En la calle un joven acercaba apresurado un carretón haciéndole gestos. Sin soltar la brida estiraba su mano guiando, de alguna manera, a Hipólito. Solo cuando el caballo dio señales de inmovilidad se sintió confiado para acondicionar la parte posterior del carro. De un movimiento ubicaron al viejo sentado sobre un cuero y apoyado contra unos desprolijos fardos de paja.
—Gracias, mijo. – dijo el anciano palmeando al oficial.
Hipólito asintió con una sonrisa devolviéndole el agradecimiento con igual gesto.
En el amplio vestíbulo próximo al ingreso del hospital se quitó su tricornio y acomodó su camisa que conservaba las huellas de los dedos del anciano. Las ventanas estaban abiertas y el calor de la mañana estival llenaba el pasillo con el aroma a césped recién cortado proveniente del patio interior.
En la habitación había diez camas, más de la mitad estaban ocupadas. Todos hombres. Las mujeres eran alojadas en el ala que daba sobre San Martin, lindero al convento de los betlemitas.
Divisó el torso de ébano semidesnudo de Isidro cerca de la ventana. Al pasar pudo advertir, con el rabillo del ojo, como el convaleciente más cercano a la puerta lo fue observando. Era uno de los detenidos de la noche anterior, al que Bardenas o Esteve le habían roto el brazo. Un aparejo lo obligaba a mantenerlo rígido mientras el brazo sano lo sujetaba ahora a la cama con una gruesa soga. Con la cara parecía pedir clemencia.
Isidro giró al oírlo llegar y entonces el rostro encogido de Pimentel quedó al descubierto. Con la cabeza gacha lo miraba desconfiado como perro castigado por robar la taba.
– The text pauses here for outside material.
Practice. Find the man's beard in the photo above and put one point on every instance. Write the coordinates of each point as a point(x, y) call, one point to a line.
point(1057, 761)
Tenía el torso vendado desde el pecho, debajo de las tetillas, hasta el vientre. Su semblante era mezcla de dolor y amargura, pero bueno, vital.
—¿Cómo anda cadete? —preguntó Hipólito al pie de la cama. Isidro, sentado a un lado, le hizo un gesto cómplice.
—Bien. – replicó débil Francisco. – Fue todo muy rápido, ¿sabe? – agregó afligido.